Kann man ohne Leiter in den zweiten Stock einsteigen? Nun, Armand Duplantis kann es – mit etwas Anlauf und einem Stecken in der Hand. Der 20-jährige Schwede hält seit Samstag den Weltrekord im Stabhochsprung. Die Latte lag bei 6,17 Metern, einen Zentimeter höher als bei der sechs Jahre alten Bestmarke des Franzosen Renaud Lavillenie. Im zweiten Versuch versetzte Duplantis das Publikum im polnischen Torun in Ekstase: "Ich habe von diesem Moment geträumt, seit ich in Windeln meine ersten Sprünge gemacht habe."

Ein solcher Höhenflug kommt nicht von ungefähr. Man erzählt sich, dass der Knirps bereits im Alter von vier Jahren per Besenstiel aufs Sofa hüpfte. Als wäre der Stabhochsprung ein Naturinstinkt. Auch die Geschwister Andreas, Antoine und Johanna kann man sich kaum ohne Stab in der Hand vorstellen. Die um drei Jahre jüngere Johanna hält mit 1,62 Metern den Weltrekord für Sechsjährige. Das Talent wurde den Kids offenbar in die Wiege gelegt. Der Vater war selbst Stabhochspringer, die Mutter, einst von Schweden in die USA ausgewandert, Volleyballspielerin und Siebenkämpferin.
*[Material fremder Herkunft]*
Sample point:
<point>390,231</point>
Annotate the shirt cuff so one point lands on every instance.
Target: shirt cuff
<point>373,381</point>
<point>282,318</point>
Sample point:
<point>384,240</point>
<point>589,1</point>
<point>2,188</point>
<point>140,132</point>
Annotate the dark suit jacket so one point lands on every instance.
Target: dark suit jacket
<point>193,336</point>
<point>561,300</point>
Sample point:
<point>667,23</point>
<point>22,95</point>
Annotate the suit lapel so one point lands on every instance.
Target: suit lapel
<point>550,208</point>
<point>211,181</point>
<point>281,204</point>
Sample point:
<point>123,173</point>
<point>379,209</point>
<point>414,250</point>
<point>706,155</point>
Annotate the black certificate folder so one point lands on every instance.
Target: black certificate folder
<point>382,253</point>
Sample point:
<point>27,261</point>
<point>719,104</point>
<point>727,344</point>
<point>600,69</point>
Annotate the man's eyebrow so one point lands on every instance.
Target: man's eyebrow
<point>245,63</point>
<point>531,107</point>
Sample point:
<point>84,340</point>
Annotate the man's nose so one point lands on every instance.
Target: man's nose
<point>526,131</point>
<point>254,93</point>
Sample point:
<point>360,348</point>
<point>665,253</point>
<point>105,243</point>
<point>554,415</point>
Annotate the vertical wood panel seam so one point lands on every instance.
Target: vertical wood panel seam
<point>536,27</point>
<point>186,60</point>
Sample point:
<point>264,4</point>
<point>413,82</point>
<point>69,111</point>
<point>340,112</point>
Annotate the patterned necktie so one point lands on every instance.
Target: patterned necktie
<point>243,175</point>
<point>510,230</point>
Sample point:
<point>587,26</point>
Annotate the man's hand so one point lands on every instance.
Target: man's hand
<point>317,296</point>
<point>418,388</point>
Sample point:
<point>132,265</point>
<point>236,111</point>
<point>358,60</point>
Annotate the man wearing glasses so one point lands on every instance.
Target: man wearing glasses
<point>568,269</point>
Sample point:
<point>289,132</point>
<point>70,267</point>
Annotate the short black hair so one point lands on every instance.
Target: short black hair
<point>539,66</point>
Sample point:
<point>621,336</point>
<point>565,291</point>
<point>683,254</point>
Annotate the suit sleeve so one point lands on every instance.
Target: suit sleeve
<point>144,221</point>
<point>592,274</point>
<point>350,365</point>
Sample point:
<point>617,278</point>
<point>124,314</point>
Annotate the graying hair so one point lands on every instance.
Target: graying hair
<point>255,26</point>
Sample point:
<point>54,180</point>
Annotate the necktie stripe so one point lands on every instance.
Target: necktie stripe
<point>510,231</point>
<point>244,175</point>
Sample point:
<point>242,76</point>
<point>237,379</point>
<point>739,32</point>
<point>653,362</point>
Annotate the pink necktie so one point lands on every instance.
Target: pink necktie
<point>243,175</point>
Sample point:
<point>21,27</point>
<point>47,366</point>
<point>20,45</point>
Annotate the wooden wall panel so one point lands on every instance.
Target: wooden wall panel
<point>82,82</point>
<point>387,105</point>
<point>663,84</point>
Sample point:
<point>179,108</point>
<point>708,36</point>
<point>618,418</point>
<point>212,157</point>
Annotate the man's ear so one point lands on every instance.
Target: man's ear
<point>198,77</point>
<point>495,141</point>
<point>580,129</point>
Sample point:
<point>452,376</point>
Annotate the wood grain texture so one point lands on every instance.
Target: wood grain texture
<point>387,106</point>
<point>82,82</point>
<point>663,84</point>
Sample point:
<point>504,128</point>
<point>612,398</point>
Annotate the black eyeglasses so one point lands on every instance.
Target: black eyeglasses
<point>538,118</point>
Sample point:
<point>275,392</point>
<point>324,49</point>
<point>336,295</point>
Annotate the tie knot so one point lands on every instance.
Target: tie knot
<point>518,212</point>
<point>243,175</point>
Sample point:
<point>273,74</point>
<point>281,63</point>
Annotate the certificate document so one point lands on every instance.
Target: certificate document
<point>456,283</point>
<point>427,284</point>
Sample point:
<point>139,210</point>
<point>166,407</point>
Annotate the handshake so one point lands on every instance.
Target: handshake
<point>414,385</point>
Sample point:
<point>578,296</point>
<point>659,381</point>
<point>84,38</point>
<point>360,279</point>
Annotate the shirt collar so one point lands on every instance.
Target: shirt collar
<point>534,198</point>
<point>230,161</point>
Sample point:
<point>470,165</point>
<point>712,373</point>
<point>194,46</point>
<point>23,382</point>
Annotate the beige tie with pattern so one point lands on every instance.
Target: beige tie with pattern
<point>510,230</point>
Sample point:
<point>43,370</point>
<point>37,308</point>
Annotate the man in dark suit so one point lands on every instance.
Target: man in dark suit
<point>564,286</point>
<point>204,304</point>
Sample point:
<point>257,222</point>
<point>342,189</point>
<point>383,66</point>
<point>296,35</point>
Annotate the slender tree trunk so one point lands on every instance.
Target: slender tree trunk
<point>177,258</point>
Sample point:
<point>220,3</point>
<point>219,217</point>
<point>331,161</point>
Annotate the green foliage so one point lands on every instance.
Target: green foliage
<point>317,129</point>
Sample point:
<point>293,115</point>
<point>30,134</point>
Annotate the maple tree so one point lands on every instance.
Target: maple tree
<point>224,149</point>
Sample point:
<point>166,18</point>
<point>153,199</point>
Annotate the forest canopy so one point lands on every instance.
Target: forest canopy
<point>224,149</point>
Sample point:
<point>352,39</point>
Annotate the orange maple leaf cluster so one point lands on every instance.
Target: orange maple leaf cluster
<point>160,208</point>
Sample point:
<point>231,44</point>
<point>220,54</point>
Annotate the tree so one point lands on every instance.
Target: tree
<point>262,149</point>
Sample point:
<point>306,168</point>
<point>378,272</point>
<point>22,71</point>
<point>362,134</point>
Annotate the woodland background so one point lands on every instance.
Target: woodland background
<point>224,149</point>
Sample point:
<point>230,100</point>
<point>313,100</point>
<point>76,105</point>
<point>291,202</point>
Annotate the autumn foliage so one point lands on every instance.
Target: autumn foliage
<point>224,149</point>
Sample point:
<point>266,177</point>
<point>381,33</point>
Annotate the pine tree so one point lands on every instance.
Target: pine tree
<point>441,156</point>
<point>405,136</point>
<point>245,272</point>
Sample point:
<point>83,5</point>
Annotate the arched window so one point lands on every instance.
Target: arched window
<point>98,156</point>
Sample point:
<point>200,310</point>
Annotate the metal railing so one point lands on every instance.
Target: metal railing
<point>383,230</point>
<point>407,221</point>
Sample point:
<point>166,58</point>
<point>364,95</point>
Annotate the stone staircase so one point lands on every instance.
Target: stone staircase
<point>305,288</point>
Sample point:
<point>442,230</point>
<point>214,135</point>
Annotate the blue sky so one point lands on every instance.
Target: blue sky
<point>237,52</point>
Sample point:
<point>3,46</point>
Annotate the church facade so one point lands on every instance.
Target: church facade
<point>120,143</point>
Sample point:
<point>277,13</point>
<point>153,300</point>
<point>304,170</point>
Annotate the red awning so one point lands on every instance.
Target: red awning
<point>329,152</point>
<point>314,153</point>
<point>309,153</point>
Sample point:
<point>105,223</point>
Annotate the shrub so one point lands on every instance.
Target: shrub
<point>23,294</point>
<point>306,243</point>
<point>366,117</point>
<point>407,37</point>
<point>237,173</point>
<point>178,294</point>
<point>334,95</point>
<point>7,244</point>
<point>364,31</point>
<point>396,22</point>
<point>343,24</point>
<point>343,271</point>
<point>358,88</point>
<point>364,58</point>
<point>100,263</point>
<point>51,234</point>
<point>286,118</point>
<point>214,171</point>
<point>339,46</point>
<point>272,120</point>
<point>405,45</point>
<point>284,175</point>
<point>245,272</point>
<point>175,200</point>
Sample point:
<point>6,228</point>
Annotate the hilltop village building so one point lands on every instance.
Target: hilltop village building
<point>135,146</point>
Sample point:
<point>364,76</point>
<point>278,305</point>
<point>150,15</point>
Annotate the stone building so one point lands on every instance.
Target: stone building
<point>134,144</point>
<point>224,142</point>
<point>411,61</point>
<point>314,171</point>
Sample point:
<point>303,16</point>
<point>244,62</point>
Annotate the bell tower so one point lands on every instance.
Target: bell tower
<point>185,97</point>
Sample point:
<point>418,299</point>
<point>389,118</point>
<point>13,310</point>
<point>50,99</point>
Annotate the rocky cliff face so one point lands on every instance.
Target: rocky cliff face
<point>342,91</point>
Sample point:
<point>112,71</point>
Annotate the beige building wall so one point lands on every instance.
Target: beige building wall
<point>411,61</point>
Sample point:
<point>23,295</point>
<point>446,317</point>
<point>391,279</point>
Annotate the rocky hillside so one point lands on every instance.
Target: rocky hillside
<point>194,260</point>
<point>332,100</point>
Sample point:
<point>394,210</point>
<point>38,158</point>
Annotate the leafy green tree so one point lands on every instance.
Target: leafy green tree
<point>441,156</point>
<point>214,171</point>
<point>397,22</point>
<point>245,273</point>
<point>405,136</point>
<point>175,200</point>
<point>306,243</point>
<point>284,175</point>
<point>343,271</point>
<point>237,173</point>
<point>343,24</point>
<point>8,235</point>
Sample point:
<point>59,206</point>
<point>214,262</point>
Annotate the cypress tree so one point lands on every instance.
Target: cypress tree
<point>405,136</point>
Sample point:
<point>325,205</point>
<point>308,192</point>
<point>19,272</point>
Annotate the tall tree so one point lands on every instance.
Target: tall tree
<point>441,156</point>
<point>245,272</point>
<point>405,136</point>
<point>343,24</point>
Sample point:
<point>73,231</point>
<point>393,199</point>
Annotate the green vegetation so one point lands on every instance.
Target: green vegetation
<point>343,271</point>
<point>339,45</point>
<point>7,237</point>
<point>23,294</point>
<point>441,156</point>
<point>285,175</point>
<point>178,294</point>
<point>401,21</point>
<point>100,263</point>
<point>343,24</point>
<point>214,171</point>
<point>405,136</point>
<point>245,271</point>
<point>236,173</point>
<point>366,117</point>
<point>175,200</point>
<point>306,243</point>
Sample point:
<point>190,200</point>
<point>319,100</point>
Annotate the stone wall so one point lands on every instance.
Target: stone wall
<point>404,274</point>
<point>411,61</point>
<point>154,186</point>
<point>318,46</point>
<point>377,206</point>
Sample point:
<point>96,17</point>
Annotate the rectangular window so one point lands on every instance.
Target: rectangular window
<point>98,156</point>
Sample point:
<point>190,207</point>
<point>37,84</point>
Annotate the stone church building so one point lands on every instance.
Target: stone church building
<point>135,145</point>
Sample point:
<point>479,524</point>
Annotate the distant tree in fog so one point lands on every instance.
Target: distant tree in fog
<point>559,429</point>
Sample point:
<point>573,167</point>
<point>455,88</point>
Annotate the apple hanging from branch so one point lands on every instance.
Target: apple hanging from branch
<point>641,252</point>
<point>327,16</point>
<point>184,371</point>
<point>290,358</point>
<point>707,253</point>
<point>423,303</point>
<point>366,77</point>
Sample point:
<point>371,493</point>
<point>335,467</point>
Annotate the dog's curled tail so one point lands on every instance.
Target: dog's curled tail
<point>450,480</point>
Aus der Mühle nach Schweden

Duplantis wurde in Lafayette im US-Bundesstaat Louisiana geboren. Im Alter von 14 Jahren traf der Doppelstaatsbürger eine richtungsweisende Entscheidung. Um sich die Knochenmühle der internen Ausscheidungen in den USA zu ersparen, entschloss er sich, für Schweden an den Start zu gehen. Seither verläuft die Karriere des Champions wie am Schnürchen: U20-Weltmeister, Europameister und schließlich auch noch Vizeweltmeister.

"Mondo", wie er von Freunden genannt wird, hat das Zeug, den Stabhochsprung auf Jahre hinweg zu dominieren. Wie einst Sergej Bubka, der den Weltrekord von 1984 bis 2014 hielt. Bubka war auch einer der ersten Gratulanten. "Das war ein fantastischer Job! Spring noch höher!", schrieb der Ukrainer auf Twitter. Dass Duplantis noch höher springen kann, scheint außer Frage zu stehen. Sein Rekordsprung war keine ganz knappe Sache.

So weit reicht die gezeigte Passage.